The library is organized into several modules:

* [geom2d](https://github.com/mattools/matGeom/wiki/geom2d "geom2d Wiki page") - General functions in Euclidean plane

* [polygons2d](https://github.com/mattools/matGeom/wiki/polygons2d "polygons2d Wiki page") - Functions operating on polygons and polylines represented as list of vertices

* [graphs](https://github.com/mattools/matGeom/wiki/graphs "graphs Wiki page") - Manipulation of geometric graphs

* [geom3d](https://github.com/mattools/matGeom/wiki/geom3d "geom3d Wiki page") - General functions in 3D Euclidean space

* [meshes3d](https://github.com/mattools/matGeom/wiki/meshes3d "meshes3d Wiki page") - Manipulation of 3D polygonal meshes (trimesh, quadmesh, or more generic meshes)



## Quick overview

Basic functionalities comprise creation of simple geometries such as points, lines, ellipses... 
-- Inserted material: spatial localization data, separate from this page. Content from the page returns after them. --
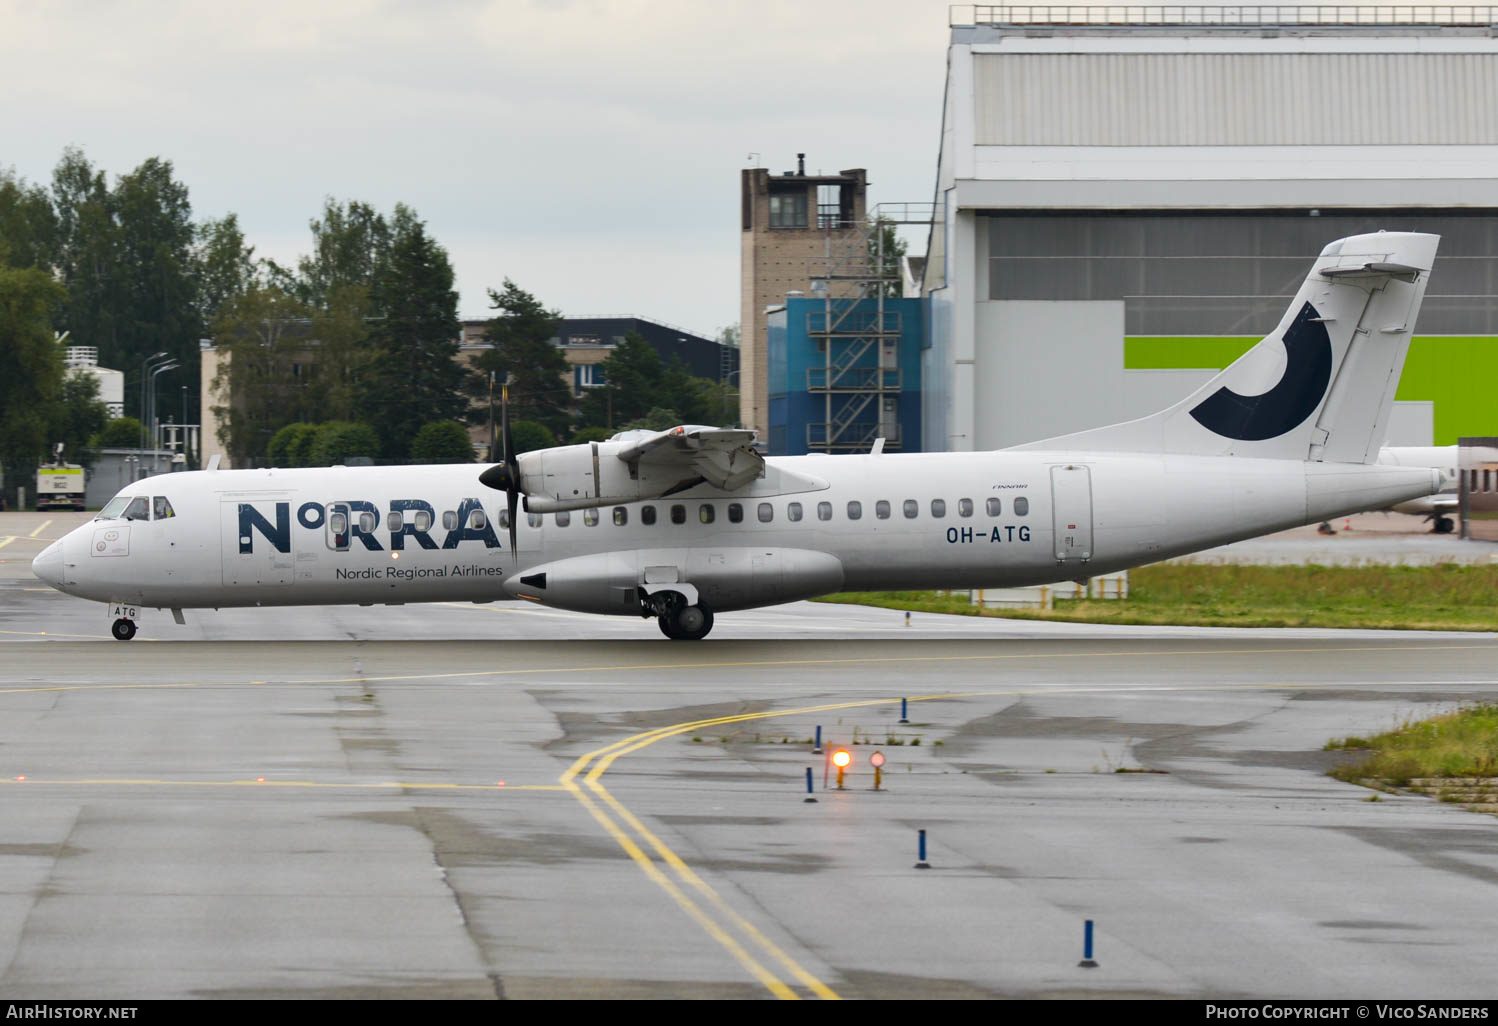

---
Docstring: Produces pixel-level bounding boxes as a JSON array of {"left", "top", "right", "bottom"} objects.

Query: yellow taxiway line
[{"left": 558, "top": 693, "right": 976, "bottom": 1001}]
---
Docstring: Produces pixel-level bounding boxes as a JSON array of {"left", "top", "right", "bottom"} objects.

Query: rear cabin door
[{"left": 1049, "top": 465, "right": 1094, "bottom": 565}]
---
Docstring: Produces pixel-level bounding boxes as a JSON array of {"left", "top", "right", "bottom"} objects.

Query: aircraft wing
[{"left": 616, "top": 426, "right": 764, "bottom": 492}]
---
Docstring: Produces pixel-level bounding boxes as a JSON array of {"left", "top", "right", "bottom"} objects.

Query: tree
[
  {"left": 687, "top": 377, "right": 739, "bottom": 427},
  {"left": 410, "top": 421, "right": 474, "bottom": 463},
  {"left": 308, "top": 283, "right": 373, "bottom": 423},
  {"left": 868, "top": 218, "right": 908, "bottom": 298},
  {"left": 266, "top": 422, "right": 319, "bottom": 467},
  {"left": 619, "top": 407, "right": 683, "bottom": 432},
  {"left": 51, "top": 148, "right": 120, "bottom": 362},
  {"left": 508, "top": 420, "right": 555, "bottom": 455},
  {"left": 308, "top": 421, "right": 381, "bottom": 465},
  {"left": 209, "top": 285, "right": 318, "bottom": 464},
  {"left": 51, "top": 150, "right": 205, "bottom": 422},
  {"left": 195, "top": 213, "right": 259, "bottom": 327},
  {"left": 468, "top": 280, "right": 571, "bottom": 437},
  {"left": 92, "top": 417, "right": 145, "bottom": 448},
  {"left": 0, "top": 267, "right": 67, "bottom": 507},
  {"left": 578, "top": 332, "right": 662, "bottom": 429},
  {"left": 357, "top": 207, "right": 463, "bottom": 459},
  {"left": 49, "top": 372, "right": 109, "bottom": 466},
  {"left": 271, "top": 199, "right": 391, "bottom": 310},
  {"left": 0, "top": 168, "right": 58, "bottom": 270},
  {"left": 113, "top": 157, "right": 201, "bottom": 386}
]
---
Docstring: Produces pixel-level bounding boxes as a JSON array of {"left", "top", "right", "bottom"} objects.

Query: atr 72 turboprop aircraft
[{"left": 33, "top": 231, "right": 1446, "bottom": 641}]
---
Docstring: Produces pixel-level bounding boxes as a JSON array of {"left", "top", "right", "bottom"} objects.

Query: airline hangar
[{"left": 920, "top": 5, "right": 1498, "bottom": 454}]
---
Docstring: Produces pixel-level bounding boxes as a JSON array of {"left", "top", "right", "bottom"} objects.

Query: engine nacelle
[
  {"left": 518, "top": 440, "right": 703, "bottom": 514},
  {"left": 502, "top": 547, "right": 845, "bottom": 615}
]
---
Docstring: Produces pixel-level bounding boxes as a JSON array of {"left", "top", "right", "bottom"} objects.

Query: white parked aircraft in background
[
  {"left": 1375, "top": 445, "right": 1498, "bottom": 533},
  {"left": 33, "top": 231, "right": 1444, "bottom": 641},
  {"left": 1378, "top": 446, "right": 1461, "bottom": 532}
]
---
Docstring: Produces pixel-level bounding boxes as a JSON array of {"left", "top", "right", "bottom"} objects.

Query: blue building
[{"left": 766, "top": 296, "right": 922, "bottom": 455}]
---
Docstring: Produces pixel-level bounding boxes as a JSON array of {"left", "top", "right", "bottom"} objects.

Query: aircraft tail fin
[{"left": 1014, "top": 231, "right": 1439, "bottom": 464}]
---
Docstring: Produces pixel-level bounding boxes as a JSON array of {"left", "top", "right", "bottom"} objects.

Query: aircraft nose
[{"left": 31, "top": 540, "right": 65, "bottom": 589}]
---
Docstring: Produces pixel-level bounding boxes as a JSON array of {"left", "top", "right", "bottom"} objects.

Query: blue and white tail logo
[{"left": 1187, "top": 302, "right": 1333, "bottom": 442}]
An example is provided in the following script.



    % load data

    data = load('fisheriris');

    pts = data.meas(:, [3 1]);

    % display

    figure; axis equal; hold on; axis([0 8 3 9]);

    drawPoint(pts, 'bx');

    % Fit line

    line = fitLine(pts);

    drawLine(line, 'color', 'k', 'linewidth', 2);

    % Draw oriented box

    obox = orientedBox(pts);

    drawOrientedBox(obox, 'color', 'k', 'linewidth', 1);

    % identifiy species index

    [labels, ~, inds]= unique(str.species);

    % for ech species, compute equivalent ellipse and display with axes

    colors = [1 0 0; 0 0.8 0; 0 0 1];

    for i = 1:3

        pts_i = pts(inds == i, :);

        drawPoint(pts_i, 'marker', 'x', 'color', colors(i,:), 'linewidth', 2);

        elli = equivalentEllipse(pts_i);

        drawEllipse(elli, 'color', colors(i,:), 'linewidth', 2)

        drawEllipseAxes(elli, 'color', colors(i,:), 'linewidth', 2)

    end



![Computation of equivalent ellipses, oriented box, and fitting line from set of points](https://github.com/mattools/matGeom/blob/master/docs/images/demo_geom2d_iris.png)
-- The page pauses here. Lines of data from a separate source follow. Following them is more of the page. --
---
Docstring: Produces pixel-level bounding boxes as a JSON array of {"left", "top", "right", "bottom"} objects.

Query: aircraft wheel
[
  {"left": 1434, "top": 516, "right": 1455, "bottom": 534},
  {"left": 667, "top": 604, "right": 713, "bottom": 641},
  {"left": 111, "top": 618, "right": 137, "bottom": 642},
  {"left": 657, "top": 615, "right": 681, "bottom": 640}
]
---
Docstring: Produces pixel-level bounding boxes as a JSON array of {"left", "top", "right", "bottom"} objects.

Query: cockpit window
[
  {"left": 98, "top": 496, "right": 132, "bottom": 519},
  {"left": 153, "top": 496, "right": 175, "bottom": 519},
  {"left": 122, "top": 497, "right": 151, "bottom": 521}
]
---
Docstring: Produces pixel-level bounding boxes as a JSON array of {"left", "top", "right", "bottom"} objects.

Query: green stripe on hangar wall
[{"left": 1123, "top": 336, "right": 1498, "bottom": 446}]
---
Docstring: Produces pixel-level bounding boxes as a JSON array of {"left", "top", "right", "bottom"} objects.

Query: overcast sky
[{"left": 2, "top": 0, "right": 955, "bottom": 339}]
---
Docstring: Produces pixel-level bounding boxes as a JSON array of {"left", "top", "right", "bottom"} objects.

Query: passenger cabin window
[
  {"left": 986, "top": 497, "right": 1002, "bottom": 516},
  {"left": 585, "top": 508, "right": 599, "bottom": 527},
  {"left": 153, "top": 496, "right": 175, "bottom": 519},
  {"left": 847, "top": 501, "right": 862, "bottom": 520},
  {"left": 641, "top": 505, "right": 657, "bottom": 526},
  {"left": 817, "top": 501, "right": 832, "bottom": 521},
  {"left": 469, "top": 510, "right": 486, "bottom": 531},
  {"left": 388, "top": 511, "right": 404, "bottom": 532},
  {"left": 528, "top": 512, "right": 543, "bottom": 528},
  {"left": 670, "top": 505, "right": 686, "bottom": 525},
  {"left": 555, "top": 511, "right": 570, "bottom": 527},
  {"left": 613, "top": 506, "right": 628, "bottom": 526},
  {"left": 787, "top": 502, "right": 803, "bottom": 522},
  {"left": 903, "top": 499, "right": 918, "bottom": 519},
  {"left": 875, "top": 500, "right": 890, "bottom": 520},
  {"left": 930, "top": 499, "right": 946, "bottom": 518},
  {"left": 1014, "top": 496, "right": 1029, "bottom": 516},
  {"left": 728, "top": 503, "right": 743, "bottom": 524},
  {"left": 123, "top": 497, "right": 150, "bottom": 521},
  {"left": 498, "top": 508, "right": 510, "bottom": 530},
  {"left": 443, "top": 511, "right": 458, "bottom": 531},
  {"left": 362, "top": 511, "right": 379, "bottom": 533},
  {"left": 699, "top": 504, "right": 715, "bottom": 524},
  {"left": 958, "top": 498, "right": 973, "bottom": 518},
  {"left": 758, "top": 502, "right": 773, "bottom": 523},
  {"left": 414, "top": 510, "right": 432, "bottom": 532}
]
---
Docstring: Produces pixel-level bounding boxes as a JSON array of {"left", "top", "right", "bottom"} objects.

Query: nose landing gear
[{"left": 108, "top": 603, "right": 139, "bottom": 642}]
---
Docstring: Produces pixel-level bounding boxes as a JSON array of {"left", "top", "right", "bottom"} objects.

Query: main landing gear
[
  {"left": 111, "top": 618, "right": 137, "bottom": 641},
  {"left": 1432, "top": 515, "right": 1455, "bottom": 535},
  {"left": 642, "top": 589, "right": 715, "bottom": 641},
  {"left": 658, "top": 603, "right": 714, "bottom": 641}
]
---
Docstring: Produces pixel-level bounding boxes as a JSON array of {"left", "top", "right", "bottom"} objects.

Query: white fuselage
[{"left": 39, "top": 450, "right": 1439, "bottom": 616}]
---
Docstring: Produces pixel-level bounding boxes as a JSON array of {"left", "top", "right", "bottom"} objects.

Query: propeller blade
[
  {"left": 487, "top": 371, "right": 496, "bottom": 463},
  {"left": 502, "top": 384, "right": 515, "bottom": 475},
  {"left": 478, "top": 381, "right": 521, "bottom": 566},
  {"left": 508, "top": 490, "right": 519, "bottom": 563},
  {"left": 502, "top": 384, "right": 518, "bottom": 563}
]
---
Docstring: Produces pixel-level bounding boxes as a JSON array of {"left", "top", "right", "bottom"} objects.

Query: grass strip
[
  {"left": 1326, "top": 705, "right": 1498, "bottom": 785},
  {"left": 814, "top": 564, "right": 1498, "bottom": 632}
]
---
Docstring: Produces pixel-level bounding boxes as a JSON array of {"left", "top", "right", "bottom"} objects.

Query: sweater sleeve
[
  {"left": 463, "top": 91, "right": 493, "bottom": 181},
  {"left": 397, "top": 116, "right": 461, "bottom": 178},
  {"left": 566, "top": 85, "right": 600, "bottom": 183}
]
It is possible to work with more complex shapes such as polygonal lines ("polylines") or polygons.

Common operations comprise smoothing, simplification (retaining only a selection of vertices), 

computation of convex hull or of intersections with other geometric primitives. 
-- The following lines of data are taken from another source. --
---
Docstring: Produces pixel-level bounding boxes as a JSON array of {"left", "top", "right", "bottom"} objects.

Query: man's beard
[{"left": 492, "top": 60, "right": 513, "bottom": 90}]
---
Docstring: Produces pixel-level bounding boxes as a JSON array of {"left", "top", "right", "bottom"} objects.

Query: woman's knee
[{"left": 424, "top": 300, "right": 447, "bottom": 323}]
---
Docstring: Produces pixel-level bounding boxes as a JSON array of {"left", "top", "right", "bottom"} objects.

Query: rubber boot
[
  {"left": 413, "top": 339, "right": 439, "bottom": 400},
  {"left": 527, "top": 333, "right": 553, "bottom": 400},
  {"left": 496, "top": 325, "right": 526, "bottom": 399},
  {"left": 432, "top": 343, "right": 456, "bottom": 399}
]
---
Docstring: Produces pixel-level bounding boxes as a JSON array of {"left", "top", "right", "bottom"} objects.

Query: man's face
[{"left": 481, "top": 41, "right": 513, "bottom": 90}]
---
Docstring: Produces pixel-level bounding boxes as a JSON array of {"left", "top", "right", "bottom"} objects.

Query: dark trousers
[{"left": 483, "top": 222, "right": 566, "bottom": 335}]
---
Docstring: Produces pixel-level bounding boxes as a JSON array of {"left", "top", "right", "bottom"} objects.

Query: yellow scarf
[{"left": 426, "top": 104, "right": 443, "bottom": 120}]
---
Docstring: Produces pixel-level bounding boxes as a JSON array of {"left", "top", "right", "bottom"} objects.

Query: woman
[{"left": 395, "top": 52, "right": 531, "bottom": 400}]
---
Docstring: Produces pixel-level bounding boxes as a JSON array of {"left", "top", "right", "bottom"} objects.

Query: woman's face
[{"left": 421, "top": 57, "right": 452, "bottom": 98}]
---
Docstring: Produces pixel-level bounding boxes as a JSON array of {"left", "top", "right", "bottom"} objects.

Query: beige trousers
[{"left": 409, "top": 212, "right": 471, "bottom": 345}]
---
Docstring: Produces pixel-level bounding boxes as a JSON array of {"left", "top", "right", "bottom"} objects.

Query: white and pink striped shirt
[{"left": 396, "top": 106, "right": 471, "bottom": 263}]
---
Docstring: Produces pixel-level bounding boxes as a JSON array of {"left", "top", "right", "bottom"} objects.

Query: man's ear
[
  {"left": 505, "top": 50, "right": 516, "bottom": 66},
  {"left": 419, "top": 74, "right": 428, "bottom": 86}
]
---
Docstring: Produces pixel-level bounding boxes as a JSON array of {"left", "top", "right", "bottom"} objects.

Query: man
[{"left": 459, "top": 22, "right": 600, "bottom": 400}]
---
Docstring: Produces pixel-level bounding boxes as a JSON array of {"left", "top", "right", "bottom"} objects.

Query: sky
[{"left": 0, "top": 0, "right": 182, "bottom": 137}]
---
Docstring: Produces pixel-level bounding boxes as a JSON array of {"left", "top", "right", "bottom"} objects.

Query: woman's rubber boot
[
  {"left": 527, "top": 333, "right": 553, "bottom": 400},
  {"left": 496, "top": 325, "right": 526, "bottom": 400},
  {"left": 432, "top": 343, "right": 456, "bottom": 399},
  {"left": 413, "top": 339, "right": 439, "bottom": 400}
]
A summary of typical operations in presented in the following script.



    % read polygon data as a numeric N-by-2 array

    poly = load('leaf_poly.txt');

    

    % display the polygon using basic color option

    figure; axis equal; hold on; axis([0 600 0 400]);

    drawPolygon(poly, 'k');

    

    % Bounding box of the polygon

    poly_bnd = boundingBox(poly);

    drawBox(poly_bnd, 'k');

    

    % computes convex hull of polygon vertices

    poly_hull = convexHull(poly);

    drawPolygon(poly_hull, 'LineWidth', 2, 'Color', 'k');

    

    % applies smoothing to the original polygon.

    poly_smooth = smoothPolygon(poly, 51);

    drawPolygon(poly_smooth, 'color', 'b', 'linewidth', 2);

    

    % Computes a simplified version of the polygon

    poly_simpl = simplifyPolygon(poly, 20);

    drawPolygon(poly_simpl, 'color', 'r', 'linewidth', 2);

    drawVertices(poly_simpl, 'Color', 'k', 'Marker', 's', 'MarkerFaceColor', 'w');

    

    % compute intersections with an arbitrary line

    line = createLine([0 250], [600 350]);

    drawLine(line, 'k');

    inters = intersectLinePolygon(line, poly_simpl);

    drawPoint(inters, 'Color', 'r', 'Marker', 'o', 'MarkerFaceColor', 'w', 'linewidth', 2);



![Summary of polygon processing operations: smoothing, simplification, convex hull, intersection with lines.](https://github.com/mattools/matGeom/blob/master/docs/images/leafPoly_variousOps.png)